Küresel Sermaye Fişi Çekiyor -2-


Ters Açı 1923




Koltuk Mücadelesi

Küresel Sermaye senaryoları hazırlarken, daima 5-6 alternatif bulundurur. Bunlardan biri de tahminimize göre, AKP ve Başbakan RTE’den sonra başa CHP’nin getirilmesiyle ilgili.


Bu olasılık gerçekleşmesi adına 2012 yılından itibaren Şişli Belediye Başkanı Mustafa Sarıgül’le CHP arasında, başlangıçta aracılar ve toplum mühendisleri vasıtasıyla görüşmeler yapıldı. Küresel Sermaye’nin planı, CHP’yi merkez sağa çekmek.
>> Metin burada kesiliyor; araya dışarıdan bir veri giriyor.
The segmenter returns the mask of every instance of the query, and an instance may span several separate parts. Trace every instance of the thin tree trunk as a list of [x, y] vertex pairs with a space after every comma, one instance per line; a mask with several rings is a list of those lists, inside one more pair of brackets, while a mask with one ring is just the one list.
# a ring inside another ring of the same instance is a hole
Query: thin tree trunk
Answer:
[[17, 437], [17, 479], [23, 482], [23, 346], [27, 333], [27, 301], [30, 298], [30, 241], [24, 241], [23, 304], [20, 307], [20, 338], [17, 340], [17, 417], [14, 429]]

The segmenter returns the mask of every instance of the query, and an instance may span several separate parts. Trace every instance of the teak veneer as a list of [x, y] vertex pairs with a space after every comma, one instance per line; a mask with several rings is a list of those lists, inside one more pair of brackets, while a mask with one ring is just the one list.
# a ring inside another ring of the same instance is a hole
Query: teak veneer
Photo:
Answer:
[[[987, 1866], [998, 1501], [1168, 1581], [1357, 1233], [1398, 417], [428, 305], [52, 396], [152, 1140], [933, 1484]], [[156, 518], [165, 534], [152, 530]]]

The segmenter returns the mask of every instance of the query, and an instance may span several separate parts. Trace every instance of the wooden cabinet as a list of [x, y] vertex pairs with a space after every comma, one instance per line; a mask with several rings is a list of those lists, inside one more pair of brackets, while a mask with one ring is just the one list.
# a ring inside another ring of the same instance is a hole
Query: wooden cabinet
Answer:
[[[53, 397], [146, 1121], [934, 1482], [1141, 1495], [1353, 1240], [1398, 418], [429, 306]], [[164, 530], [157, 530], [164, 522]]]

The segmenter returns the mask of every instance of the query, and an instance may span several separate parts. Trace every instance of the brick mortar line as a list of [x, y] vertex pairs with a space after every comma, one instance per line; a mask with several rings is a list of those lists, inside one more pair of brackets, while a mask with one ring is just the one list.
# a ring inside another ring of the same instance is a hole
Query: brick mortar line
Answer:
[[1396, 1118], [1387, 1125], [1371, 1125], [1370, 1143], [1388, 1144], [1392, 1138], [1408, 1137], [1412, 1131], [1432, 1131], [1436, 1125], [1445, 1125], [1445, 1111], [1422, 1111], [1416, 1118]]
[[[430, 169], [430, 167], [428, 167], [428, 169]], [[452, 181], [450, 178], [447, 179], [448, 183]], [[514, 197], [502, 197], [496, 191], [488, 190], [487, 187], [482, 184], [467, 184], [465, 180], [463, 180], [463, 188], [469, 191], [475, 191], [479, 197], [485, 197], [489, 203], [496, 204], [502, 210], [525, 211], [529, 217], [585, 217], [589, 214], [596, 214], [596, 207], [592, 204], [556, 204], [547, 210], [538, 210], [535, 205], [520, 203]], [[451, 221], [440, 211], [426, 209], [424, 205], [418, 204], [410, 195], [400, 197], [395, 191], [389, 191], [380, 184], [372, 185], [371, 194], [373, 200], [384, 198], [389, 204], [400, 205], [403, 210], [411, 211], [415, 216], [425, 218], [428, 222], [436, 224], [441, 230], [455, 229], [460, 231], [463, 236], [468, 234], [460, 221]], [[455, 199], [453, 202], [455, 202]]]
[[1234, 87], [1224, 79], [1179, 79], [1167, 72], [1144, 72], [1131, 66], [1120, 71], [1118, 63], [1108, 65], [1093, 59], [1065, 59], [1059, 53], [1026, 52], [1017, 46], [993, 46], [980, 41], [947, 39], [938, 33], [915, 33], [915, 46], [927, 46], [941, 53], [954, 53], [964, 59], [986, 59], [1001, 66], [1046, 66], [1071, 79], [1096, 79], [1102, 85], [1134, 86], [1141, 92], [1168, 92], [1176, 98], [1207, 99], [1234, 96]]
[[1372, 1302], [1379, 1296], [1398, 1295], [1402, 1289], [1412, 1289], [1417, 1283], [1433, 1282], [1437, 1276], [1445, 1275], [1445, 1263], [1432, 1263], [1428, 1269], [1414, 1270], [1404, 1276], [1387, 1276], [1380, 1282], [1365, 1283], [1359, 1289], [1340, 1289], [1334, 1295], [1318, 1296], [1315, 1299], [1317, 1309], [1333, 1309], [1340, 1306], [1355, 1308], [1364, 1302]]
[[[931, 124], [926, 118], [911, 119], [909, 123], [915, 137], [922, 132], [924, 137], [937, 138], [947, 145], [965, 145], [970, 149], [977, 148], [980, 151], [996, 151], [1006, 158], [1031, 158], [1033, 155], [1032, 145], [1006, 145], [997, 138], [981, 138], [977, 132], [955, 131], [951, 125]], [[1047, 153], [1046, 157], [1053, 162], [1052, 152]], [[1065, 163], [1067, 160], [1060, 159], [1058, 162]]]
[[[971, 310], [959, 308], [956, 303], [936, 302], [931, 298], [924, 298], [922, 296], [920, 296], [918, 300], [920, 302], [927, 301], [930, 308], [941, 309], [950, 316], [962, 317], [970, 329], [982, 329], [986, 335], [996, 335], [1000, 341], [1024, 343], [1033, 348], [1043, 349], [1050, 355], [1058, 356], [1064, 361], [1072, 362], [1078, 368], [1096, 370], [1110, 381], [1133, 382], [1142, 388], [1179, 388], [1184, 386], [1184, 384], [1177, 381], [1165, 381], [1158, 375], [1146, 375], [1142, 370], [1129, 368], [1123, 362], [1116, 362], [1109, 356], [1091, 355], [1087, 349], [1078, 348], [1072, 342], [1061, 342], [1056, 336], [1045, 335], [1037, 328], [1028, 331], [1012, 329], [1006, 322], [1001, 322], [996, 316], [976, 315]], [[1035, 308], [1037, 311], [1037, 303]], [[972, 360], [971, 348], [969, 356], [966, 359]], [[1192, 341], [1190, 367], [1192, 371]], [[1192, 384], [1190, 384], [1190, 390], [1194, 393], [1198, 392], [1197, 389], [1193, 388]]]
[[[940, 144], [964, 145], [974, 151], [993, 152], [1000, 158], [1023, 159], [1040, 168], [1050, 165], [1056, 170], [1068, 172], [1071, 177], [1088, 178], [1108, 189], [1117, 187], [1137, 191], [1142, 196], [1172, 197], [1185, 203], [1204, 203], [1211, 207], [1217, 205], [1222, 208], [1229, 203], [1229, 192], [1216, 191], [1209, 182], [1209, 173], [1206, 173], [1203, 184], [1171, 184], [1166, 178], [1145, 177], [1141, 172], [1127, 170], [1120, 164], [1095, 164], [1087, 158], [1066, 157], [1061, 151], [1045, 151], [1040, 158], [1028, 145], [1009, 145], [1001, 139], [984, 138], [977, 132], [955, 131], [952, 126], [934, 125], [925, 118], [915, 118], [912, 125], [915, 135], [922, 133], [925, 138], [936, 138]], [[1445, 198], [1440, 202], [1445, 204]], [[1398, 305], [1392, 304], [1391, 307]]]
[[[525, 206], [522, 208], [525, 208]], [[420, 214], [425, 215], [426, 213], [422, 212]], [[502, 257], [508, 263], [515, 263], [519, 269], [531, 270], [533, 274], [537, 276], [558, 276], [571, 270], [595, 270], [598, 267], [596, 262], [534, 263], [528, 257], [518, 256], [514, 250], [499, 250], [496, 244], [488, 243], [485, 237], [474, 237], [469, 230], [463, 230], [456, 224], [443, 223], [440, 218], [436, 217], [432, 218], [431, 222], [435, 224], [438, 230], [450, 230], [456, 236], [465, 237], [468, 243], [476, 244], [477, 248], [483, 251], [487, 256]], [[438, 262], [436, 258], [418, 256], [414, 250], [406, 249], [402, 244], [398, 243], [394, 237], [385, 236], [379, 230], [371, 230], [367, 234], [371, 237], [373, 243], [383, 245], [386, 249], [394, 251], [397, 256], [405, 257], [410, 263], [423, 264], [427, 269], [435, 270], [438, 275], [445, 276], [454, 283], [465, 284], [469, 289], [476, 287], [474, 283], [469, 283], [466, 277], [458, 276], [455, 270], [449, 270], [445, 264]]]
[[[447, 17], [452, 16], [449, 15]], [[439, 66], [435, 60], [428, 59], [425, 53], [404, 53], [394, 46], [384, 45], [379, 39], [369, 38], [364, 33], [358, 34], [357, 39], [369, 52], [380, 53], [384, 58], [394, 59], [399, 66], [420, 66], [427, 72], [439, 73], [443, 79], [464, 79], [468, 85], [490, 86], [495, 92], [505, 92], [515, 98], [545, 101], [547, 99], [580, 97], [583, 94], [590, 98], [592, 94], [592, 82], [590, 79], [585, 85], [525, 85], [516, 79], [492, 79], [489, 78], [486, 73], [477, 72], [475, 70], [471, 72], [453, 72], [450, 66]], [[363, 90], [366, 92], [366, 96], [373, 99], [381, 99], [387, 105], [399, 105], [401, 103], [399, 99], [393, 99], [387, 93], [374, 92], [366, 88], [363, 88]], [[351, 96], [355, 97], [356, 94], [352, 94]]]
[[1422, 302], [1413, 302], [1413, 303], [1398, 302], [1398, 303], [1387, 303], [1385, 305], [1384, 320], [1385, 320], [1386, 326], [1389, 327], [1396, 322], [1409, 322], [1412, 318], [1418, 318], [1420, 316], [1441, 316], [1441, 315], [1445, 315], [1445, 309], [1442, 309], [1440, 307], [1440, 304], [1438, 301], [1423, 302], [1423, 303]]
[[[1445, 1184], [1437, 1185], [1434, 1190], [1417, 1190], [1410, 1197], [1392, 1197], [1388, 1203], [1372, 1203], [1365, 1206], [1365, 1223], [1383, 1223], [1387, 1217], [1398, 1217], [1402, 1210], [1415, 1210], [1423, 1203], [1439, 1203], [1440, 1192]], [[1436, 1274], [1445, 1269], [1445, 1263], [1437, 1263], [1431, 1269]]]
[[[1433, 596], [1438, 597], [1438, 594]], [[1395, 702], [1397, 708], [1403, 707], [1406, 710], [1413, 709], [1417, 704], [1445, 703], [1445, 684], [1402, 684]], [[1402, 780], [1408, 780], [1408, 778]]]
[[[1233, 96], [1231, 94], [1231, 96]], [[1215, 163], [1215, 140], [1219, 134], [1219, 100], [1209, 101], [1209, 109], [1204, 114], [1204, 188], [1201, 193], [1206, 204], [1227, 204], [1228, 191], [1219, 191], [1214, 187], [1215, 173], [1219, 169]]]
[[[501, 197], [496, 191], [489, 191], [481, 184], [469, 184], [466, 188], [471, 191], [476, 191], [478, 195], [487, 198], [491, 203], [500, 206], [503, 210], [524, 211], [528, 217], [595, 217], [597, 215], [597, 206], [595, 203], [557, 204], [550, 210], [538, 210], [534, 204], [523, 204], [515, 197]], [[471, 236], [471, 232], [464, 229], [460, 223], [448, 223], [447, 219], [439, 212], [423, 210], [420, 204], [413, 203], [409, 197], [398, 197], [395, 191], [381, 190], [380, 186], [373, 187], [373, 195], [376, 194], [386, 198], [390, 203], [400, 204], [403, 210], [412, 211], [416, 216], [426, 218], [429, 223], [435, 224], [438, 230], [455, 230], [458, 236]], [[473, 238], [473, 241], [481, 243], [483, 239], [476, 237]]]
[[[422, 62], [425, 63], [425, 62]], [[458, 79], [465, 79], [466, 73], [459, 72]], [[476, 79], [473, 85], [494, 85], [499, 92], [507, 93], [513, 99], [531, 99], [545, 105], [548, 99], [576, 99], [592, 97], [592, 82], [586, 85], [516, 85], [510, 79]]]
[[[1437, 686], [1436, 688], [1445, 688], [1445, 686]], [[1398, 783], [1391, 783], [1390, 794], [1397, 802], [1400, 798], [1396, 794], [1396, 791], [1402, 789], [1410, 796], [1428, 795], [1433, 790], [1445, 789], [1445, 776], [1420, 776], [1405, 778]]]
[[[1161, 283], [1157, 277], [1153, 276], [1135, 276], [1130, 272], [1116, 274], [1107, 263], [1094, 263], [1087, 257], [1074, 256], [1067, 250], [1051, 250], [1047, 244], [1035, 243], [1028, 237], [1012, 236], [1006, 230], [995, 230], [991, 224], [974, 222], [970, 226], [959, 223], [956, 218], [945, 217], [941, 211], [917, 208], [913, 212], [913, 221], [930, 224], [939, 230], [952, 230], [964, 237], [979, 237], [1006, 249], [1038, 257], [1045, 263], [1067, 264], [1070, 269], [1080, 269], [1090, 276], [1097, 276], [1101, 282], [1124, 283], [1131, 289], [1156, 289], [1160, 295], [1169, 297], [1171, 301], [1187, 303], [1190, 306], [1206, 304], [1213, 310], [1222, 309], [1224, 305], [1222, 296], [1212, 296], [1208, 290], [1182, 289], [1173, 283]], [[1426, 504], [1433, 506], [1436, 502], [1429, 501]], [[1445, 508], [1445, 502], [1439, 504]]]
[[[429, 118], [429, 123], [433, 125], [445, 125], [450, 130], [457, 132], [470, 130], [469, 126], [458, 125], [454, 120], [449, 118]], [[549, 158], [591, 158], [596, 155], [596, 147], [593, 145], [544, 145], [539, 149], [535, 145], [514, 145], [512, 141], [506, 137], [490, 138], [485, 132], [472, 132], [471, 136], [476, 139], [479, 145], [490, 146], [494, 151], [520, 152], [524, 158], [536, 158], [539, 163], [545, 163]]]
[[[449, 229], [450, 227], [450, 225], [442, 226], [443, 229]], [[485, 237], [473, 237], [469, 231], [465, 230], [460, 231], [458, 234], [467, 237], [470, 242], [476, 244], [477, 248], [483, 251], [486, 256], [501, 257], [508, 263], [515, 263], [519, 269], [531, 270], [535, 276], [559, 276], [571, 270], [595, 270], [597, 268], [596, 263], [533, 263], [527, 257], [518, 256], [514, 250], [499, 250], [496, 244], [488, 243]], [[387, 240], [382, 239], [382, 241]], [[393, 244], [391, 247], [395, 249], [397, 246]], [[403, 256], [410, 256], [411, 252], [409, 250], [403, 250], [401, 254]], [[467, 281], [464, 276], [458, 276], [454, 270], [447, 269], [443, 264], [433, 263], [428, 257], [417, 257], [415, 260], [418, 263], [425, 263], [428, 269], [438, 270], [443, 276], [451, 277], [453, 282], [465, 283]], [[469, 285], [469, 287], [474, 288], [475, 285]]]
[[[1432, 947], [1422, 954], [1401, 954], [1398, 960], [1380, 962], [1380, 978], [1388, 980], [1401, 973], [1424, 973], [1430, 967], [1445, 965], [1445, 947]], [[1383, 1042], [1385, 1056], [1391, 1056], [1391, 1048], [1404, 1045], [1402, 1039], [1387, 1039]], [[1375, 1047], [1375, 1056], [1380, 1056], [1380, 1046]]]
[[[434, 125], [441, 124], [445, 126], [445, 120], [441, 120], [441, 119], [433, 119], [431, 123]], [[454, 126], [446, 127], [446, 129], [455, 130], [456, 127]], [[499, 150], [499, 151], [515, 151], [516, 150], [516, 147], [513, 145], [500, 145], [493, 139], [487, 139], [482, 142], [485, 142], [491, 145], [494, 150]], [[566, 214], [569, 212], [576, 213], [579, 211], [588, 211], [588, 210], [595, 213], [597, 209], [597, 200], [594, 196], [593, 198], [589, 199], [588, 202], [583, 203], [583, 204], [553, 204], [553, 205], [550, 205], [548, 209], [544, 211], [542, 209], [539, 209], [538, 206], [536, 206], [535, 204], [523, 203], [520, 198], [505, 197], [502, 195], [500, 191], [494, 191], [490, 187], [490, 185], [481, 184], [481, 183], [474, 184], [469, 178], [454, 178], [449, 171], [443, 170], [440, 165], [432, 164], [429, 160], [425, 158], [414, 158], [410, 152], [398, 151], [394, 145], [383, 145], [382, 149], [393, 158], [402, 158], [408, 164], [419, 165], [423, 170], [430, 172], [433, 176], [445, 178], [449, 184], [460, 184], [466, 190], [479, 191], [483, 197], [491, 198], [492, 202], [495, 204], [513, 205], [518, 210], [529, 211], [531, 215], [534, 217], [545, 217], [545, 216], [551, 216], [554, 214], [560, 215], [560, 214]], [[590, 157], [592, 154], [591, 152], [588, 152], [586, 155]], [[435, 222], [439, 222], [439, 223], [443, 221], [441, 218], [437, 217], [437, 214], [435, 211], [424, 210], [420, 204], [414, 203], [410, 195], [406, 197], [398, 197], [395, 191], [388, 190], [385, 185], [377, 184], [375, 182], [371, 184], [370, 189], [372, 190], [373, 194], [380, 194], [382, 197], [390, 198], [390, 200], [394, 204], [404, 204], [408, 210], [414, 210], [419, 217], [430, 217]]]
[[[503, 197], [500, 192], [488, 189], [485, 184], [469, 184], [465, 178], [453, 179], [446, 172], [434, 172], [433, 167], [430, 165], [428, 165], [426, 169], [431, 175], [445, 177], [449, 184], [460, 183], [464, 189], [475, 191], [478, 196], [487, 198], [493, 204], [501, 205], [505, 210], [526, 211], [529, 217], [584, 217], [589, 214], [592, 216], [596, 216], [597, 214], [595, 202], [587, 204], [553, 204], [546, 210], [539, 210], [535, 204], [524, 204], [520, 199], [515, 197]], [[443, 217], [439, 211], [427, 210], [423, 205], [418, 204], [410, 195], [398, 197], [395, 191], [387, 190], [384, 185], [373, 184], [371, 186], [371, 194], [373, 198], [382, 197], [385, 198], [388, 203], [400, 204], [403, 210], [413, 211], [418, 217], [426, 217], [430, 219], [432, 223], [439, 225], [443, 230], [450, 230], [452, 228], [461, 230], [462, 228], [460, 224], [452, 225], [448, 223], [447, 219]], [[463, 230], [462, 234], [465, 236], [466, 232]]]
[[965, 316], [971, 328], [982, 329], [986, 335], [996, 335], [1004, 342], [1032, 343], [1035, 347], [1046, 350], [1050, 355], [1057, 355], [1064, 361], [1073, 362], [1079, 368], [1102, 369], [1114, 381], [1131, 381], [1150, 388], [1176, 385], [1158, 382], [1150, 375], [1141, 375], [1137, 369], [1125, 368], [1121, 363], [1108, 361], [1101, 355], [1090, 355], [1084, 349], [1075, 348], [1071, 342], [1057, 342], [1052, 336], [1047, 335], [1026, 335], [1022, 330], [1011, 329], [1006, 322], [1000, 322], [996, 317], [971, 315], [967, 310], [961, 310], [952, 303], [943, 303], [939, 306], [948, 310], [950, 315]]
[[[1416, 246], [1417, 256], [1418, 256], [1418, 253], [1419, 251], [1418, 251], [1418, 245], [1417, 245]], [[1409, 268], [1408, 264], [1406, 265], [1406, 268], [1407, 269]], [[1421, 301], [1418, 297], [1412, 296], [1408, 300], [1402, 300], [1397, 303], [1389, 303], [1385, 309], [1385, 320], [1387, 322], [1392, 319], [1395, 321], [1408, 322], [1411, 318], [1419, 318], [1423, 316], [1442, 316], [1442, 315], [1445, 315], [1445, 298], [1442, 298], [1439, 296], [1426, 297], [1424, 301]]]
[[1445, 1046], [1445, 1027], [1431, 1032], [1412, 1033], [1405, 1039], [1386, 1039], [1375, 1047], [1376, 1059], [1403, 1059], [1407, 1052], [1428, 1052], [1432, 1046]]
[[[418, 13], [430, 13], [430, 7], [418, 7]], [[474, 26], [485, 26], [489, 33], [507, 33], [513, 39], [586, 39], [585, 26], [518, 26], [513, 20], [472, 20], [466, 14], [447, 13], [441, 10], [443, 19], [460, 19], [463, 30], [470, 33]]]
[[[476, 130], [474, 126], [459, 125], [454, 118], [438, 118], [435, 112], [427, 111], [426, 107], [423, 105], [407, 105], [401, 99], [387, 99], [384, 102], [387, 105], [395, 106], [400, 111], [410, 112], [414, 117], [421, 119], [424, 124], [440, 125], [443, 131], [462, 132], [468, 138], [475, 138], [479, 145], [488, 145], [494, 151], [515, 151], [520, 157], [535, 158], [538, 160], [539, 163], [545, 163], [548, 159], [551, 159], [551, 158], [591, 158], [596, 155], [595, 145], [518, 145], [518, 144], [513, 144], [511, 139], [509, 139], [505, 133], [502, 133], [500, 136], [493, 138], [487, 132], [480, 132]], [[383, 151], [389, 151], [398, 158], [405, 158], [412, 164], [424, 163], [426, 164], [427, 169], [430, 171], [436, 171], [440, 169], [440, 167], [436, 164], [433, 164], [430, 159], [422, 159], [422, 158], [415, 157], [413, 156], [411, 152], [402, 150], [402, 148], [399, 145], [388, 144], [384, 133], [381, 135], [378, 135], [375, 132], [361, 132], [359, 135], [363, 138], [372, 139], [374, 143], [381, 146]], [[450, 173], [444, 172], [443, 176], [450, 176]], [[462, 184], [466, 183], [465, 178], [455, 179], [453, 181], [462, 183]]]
Zaten Genel Başkan Kılıçdaroğlu zamanında partiye sağ kesimden birçok kişi dâhil edildi. 

 Bunların bir kısmı milletvekili yapıldı. Bazıları partide çeşitli görevlere atandı. Hatta Genel Başkanın yakın danışmanları bile bu kesimdendi. Ayrıca partinin F tipi-Cemaatına yakın milletvekilleri de oldu. ABD’ye yapılan gezilerde ise F tipi Cemaatıyla direk dirsek temasları gerçekleşti. Partinin devşirilme operasyonları medya yolu kullanılarak bilinçli şekilde halka duyuruldu. Amaç insanları yeni oluşumlara verecekleri tepkilere rağmen alıştırmaktı. Kısaca AKP’den kurtulmak için, Şeytan ile bile işbirliği yaparız denmek isteniyordu.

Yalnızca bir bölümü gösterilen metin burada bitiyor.